Modeling embedded designs - Part 2: Modeling method examples
Editor’s Note: In Part 2 of a four-part tutorial on modeling tools, Shelley Gretlein of National Instruments reviews the various modeling methods available to the embedded developer and compares their strengths and weaknesses.
Modeling languages, like programming languages, are well-defined and standard language grammars used to express structural and functional actors and their key relationships over time. Different forms of modeling languages have evolved over time for specific domains. When evaluating modeling languages, it is important to keep in mind the specific domain for which the language is best suited.
The University of California at Berkeley created the term 'Model of Computation' to define Domain Specific Modeling Languages. The critical notion is that modeling languages provide the most productivity benefit to a designer when they cater specifically to a given problem domain. This is both intuitive and true from observed practice, but as we know, designers and modelers, like programmers, can have a healthy bias for their individual language preferences even when ill-suited for the actual task at hand.

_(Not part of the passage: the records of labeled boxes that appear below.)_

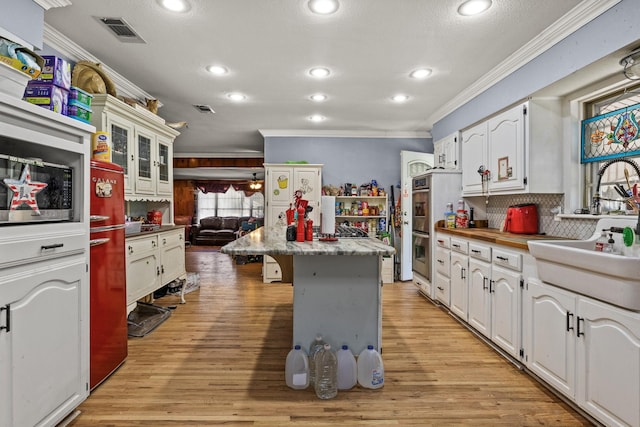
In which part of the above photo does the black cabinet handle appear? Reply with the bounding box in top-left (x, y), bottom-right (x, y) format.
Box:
top-left (576, 316), bottom-right (584, 337)
top-left (567, 310), bottom-right (573, 332)
top-left (0, 304), bottom-right (11, 332)
top-left (40, 243), bottom-right (64, 251)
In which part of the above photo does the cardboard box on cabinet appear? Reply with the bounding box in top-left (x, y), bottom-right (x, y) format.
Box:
top-left (23, 80), bottom-right (69, 115)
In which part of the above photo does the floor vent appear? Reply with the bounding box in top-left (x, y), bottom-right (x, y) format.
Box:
top-left (193, 104), bottom-right (215, 114)
top-left (96, 18), bottom-right (146, 43)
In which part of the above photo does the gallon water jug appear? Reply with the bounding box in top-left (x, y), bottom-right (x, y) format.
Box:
top-left (358, 345), bottom-right (384, 388)
top-left (336, 345), bottom-right (358, 390)
top-left (309, 334), bottom-right (325, 385)
top-left (314, 344), bottom-right (338, 399)
top-left (284, 345), bottom-right (309, 390)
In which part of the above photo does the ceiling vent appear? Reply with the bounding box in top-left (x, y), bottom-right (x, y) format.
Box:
top-left (96, 18), bottom-right (146, 43)
top-left (193, 104), bottom-right (215, 114)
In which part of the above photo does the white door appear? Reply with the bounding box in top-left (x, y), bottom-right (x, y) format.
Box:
top-left (396, 151), bottom-right (433, 280)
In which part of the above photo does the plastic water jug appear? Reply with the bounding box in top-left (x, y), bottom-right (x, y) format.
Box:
top-left (284, 344), bottom-right (309, 390)
top-left (309, 334), bottom-right (325, 385)
top-left (336, 345), bottom-right (358, 390)
top-left (314, 344), bottom-right (338, 399)
top-left (358, 345), bottom-right (384, 388)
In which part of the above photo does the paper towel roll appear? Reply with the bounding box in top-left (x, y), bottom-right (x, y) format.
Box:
top-left (320, 196), bottom-right (336, 235)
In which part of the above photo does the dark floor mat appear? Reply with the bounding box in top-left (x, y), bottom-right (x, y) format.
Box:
top-left (127, 302), bottom-right (171, 337)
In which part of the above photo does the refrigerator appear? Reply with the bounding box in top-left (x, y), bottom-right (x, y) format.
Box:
top-left (89, 160), bottom-right (127, 390)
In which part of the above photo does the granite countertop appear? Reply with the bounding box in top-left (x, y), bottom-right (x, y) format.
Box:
top-left (435, 227), bottom-right (571, 251)
top-left (220, 227), bottom-right (396, 256)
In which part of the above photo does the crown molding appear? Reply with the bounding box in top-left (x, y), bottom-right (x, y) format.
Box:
top-left (44, 22), bottom-right (162, 103)
top-left (427, 0), bottom-right (622, 125)
top-left (33, 0), bottom-right (71, 10)
top-left (258, 129), bottom-right (431, 138)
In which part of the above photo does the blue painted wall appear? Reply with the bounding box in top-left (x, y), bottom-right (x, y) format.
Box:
top-left (431, 0), bottom-right (640, 141)
top-left (0, 0), bottom-right (44, 49)
top-left (264, 137), bottom-right (433, 197)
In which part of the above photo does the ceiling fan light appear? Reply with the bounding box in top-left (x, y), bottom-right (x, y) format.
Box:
top-left (458, 0), bottom-right (491, 16)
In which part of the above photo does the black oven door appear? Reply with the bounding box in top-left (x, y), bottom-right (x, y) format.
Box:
top-left (411, 231), bottom-right (430, 280)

Modeling languages take many forms and are either graphical or textual:
Graphical modeling languages use a diagram technique, with named symbols representing concepts, lines connecting the symbols to represent relationships, and various other graphical notations to represent constraints.
Textual modeling languages use standardized keywords accompanied by parameters to make computer-interpretable expressions
There are several key aspects of modeling languages to evaluate: graphical versus textual; documentation, simulation, or execution oriented; and whether they are focused on architectural-level or implementation-level content. Figure 5 captures these dimensions and overlays several standard modeling techniques and approaches.
Moving out of the abstract view of modeling, we can see what it looks like in practice with a few different software approaches. Below in Figures 6 through Figure 11, we use a PID (proportional-integral-derivative) control algorithm (a common algorithm used in control applications based on a generic feedback loop) to help you see a documentation lens as well as the varied visuals and implementation capabilities. As you scan these code snippets, note the value and differences in creating abstraction boundaries – some are clear, some are non-existent.
The standard implementation languages of C, C# and hundreds of other programming languages (Figures 6 and 7) fit in the implementation and execution-oriented cell represented in Figure 5 above.
Among the more prominent hybrid or dual-purpose models are state charts (Figure 8) and their more prohibitive sibling Finite State Machines (FSMs.) These modeling languages are useful in capturing higher-level architectural views. They are able to run in simulation with a high-fidelity, natural mapping to native execution, or the ability to easily map the language to the compiler/execution engine.
Models like time-based simulation (Figure 9) can specify algorithmic simulation, but then require a code-generation step into one of the execution-dominant programming languages like C, VHDL, or G.
The quality of the code generation, the naturalness with which the model can map to execution, and the breadth of expressiveness of the model all dictate the quality of the simulation-based approach.